Une interdiction inapplicable, dans le monde ouvert qui est le nôtre, est toujours pire qu'une légalisation. Il fait de l'illégalité (de l'avortement ou, de la PMA et GPA) un danger médical et social plus ravageur encore, pour les femmes, les hommes et aussi et surtout les enfants, lesquels devraient subir une punition absurde selon les droits de la personne, la non répercussion en droit de leur état civil français, pour une prétendue faute commise par leurs parents.

Le 07/10/2014


Nature et enfantement.

Une limitation naturelle (les hommes ne peuvent tomber enceints) ne constitue en rien un motif raisonnable suffisant de s’y soumettre sur le plan éthique. Corriger les différences naturelles vécues comme injustices et discriminations vaut pour les mal-entendants, les mal-voyants, les manchots etc... les femmes et hommes stériles, Cela est même caractéristique de l’évolution de l’espèce humaine.
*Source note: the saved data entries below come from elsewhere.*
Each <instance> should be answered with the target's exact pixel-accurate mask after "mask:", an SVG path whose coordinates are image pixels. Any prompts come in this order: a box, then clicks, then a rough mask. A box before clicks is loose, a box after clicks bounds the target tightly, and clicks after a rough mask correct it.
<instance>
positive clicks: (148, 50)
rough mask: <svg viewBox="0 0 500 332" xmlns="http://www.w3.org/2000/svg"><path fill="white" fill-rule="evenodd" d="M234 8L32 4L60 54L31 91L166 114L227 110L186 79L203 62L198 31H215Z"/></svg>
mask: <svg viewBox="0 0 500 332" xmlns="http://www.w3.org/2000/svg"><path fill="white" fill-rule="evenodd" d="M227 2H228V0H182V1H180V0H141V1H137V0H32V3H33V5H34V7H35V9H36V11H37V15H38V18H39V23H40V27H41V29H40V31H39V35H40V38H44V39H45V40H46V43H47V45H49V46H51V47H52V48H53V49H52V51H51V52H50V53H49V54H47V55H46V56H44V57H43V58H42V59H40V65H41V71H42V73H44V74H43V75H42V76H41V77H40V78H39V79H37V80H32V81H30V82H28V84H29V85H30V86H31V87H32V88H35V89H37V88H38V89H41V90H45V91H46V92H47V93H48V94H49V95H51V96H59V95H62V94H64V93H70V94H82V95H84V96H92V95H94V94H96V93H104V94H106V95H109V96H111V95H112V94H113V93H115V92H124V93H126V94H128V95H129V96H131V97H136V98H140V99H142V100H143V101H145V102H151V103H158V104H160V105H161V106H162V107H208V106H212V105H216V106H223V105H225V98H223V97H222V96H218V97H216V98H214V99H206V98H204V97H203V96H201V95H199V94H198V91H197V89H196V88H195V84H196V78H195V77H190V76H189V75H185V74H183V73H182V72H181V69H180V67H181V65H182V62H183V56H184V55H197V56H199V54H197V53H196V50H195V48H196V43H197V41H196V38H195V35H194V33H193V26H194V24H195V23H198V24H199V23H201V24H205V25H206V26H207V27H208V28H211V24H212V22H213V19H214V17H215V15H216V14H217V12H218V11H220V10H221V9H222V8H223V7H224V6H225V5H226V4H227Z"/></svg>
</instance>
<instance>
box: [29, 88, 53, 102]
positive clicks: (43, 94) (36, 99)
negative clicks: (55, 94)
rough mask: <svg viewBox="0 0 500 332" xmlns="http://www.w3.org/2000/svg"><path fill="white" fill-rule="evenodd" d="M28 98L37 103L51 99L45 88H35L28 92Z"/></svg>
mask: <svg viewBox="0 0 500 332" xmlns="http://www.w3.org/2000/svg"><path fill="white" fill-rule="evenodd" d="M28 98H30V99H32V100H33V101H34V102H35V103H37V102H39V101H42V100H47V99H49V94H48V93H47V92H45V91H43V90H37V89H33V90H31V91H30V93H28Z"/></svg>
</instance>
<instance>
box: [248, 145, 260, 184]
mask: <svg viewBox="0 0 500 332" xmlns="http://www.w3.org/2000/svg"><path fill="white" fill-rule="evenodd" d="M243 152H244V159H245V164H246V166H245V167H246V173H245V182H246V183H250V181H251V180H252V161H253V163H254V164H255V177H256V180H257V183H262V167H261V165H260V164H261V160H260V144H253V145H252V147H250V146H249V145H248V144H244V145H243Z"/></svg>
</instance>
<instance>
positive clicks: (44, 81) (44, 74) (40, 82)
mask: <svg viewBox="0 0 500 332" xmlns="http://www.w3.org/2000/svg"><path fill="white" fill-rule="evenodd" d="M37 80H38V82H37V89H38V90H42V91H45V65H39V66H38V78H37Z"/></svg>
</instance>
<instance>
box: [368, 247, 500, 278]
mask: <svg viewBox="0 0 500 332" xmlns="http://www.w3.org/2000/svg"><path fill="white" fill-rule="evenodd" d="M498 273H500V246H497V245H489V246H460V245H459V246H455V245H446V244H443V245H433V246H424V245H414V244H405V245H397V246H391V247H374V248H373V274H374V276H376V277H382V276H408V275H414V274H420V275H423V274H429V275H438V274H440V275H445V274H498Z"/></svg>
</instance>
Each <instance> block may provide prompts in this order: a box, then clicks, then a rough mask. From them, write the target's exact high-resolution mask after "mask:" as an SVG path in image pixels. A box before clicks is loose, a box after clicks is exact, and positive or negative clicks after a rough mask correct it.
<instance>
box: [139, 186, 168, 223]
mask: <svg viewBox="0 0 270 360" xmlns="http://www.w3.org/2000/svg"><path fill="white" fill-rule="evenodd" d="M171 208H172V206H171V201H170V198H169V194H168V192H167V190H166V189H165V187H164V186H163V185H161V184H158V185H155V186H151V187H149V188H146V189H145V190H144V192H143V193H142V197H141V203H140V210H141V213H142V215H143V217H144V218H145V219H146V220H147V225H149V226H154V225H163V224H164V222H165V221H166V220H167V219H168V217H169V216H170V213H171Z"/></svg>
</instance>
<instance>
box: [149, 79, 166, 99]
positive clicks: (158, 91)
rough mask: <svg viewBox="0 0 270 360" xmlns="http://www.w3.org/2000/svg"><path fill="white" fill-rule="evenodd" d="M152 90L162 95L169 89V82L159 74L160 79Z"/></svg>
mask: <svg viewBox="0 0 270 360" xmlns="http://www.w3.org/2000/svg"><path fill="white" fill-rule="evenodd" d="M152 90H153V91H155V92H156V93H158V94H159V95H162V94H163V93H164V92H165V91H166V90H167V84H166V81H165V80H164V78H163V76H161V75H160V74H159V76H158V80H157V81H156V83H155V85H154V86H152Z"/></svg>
Dira-t-on que les hommes ne peuvent porter un enfant parce que la nature en a décidé ainsi ? Mais là aussi la nature ne décide rien car elle n’a pas de volonté propre, sauf à en faire un dessein de Dieu. Il n’y a que la volonté c’est à dire les désirs humains qui décident de ce qui peut être fait ou non à partir de nos connaissances de la nature et des progrès technologiques que les sciences permettent de faire sans danger pour quiconque. Je pose en principe que l’état laïc n’a pas à décider en matière de métaphysique morale dans le domaine contractuel, en l’absence de victime déclarée au contrat, ni chez les contractants ni chez les autres adultes qui ont le droit de décider pour eux-même ce qu’il désirent faire ou ne pas faire, au nom de leur morale mais non pas d’imposer celle-ci aux autres.
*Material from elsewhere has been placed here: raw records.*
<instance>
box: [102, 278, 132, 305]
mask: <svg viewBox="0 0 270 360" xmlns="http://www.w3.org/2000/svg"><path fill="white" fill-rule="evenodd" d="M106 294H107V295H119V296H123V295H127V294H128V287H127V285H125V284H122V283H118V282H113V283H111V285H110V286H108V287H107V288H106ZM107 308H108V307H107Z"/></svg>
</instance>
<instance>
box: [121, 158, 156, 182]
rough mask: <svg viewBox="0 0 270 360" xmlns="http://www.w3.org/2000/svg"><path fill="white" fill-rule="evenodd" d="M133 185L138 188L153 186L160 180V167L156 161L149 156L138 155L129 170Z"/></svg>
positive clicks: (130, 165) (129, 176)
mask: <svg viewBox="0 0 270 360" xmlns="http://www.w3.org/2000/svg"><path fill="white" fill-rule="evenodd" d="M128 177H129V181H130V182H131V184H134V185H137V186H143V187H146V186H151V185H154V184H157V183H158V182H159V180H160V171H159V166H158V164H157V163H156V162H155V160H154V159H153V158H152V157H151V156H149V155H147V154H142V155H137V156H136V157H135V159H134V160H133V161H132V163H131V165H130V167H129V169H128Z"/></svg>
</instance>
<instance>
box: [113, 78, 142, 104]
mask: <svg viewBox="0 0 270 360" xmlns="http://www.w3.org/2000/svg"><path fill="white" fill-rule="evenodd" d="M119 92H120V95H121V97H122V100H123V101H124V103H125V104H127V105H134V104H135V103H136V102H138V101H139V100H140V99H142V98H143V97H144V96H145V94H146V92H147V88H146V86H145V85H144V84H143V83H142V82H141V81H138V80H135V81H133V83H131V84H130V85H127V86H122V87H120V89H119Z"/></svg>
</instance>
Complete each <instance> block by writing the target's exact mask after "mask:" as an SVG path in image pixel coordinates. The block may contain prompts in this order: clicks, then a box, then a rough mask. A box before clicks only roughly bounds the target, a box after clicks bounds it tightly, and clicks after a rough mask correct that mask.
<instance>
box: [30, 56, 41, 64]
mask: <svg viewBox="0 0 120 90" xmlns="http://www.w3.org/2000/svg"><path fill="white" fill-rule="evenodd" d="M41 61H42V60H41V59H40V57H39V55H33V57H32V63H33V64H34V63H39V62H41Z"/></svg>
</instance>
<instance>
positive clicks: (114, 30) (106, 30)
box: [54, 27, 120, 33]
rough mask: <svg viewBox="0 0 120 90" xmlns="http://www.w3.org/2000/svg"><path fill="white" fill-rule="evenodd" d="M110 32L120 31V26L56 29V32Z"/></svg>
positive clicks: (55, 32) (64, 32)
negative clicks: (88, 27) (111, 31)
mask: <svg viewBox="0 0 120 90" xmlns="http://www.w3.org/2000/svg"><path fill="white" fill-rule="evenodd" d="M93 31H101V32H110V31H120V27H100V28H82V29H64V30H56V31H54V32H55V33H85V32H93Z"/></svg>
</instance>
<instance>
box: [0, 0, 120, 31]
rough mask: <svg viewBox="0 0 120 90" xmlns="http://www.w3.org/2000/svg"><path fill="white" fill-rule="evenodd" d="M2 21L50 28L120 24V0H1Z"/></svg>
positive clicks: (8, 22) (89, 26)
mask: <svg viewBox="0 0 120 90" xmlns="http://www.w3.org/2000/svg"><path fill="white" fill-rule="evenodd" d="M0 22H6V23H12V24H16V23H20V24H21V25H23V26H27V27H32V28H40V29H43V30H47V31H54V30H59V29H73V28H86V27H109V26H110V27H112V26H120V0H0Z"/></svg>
Dira-t-on que les enfants seront nécessairement victimes de la PMA/GPA ? Nous savons dors et déjà que la réponse est négative au regard de l’expérience acquise en Belgique et aux USA. Il n’ y a aucune raison de supposer, si les enfants en sont informés, qu’ils en soient plus traumatisés que les enfants issus d’une PMA avec donneur de sperme anonyme. Ces enfants ne sont pas plus handicapés pour la construction de leur vie que ceux de couples hétérosexuels, mariés, divorcés ou pacsés ou seulement concubins. Personne n’a jamais et du reste ne peut interdire à une femme de faire un enfant toute seule, ce qui n’est pas plus « naturel » que la PMA/GPA.
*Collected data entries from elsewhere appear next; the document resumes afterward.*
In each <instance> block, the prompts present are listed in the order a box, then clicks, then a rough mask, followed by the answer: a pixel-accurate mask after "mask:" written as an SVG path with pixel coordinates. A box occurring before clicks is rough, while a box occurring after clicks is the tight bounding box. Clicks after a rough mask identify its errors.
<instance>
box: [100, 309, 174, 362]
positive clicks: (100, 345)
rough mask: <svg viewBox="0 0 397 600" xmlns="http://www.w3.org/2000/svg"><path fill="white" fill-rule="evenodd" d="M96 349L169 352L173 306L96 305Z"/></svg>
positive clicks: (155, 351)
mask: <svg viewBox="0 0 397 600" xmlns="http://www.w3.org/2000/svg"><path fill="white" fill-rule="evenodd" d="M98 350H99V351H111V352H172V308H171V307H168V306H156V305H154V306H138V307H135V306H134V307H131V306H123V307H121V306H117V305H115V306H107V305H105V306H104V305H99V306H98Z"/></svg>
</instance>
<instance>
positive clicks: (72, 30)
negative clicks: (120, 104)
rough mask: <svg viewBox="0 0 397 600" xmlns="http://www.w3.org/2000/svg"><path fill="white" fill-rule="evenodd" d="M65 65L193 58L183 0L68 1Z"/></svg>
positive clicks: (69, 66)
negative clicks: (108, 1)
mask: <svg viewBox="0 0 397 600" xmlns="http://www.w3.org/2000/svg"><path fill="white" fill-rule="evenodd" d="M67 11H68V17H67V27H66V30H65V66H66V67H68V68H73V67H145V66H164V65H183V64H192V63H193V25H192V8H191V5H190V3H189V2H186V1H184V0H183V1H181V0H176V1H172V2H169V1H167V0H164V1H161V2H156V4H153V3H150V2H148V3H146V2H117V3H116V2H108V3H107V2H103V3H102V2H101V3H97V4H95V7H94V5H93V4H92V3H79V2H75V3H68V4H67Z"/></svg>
La seule question est donc de savoir à quelles conditions il serait raisonnable de pratiquer la GPA dès lors que cette pratique est consentie par toutes les personnes concernées et qu’aucune ne se considère comme victime, sauf à victimiser de l’extérieur son désir et/ou sa situation, comme si les personnes n’avaient pas le droit d’user de leur autonomie alors même que celle-ci ne fait aucune victime déclarée par aucune des personnes concernées. Au nom de quelle morale supérieure l’état laïc aurait-il le droit d’interdire une liberté dont la loi définirait précisément les modalités pour qu’elle ne fasse aucune victime ? Le fait que certains ne respectent pas le droit du travail est délictueux, mais cela ne remet pas en cause l’idée de contrat de travail.

Qu’est-ce qu’une loi libérale ? C’est une loi que fait que l’autonomie de chacun puisse s’’exprimer sans nuire aux autres. Par contre une interdiction,impossible à faire respecter en Europe et dans le monde du fait qu’elle est légale dans d’autres pays, rend cette pratique potentiellement plus dangereuse pour les libertés et la santé des femmes porteuses.